Jeremy Corbyn has driven more of a wedge between rival Labour factions by threatening re-selection, the party's former acting leader has said.
Members and MPs are being set against each other in a further move that underlines why the leader must be ousted, Harriet Harman warned.
During his leadership campaign launch, Mr Corbyn confirmed that all Labour MPs would face re-selection when new parliamentary boundaries - reducing the number of seats from 650 to 600 - come into force in 2018.
The move would pave the way for his supporters in the party's grassroots to push out critics by replacing them as Labour candidates.
Ms Harman told the BBC Radio 4 Today programme: "It's not clear whether what Jeremy Corbyn was saying was that there’s going to be new measures in relation to preventing current MPs standing again as Labour MPs at the next election or whether he was describing the current system, but either way it’s more of driving a wedge between different parts of the party, setting the members against MPs, setting MPs against members.

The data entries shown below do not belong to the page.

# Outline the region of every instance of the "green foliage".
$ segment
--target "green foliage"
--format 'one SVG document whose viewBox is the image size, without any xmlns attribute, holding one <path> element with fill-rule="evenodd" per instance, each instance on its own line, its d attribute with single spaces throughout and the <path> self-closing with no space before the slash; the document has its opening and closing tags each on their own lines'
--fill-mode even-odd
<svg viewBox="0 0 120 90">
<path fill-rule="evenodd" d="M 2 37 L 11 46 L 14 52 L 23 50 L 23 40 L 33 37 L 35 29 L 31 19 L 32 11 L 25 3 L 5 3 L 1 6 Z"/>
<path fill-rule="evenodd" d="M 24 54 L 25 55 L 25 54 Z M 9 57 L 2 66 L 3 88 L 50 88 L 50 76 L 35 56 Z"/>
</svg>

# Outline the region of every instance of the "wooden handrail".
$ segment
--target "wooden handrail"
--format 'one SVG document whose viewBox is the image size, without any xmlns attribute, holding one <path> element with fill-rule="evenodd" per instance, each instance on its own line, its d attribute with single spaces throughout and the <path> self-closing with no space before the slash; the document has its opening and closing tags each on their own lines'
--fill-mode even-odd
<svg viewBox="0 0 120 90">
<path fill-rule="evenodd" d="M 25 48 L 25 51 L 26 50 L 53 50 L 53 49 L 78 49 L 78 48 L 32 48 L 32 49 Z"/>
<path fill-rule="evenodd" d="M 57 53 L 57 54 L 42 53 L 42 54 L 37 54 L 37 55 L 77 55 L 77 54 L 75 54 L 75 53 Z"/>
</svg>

"One of the responsibilities of leadership is actually to bring people together, not to set people against each other.
"I think it is very unfortunate and another example of why really we need a new leadership rather than Jeremy Corbyn."
Mr Corbyn, who is fighting former shadow work and pensions secretary Owen Smith to hang on to the party’s top job, is favourite to win the postal ballot of Labour's members - whose ranks he said had swelled to more than 500,000 - as well as the 183,000 people who signed up this week as registered supporters and the affiliated supporters in the unions.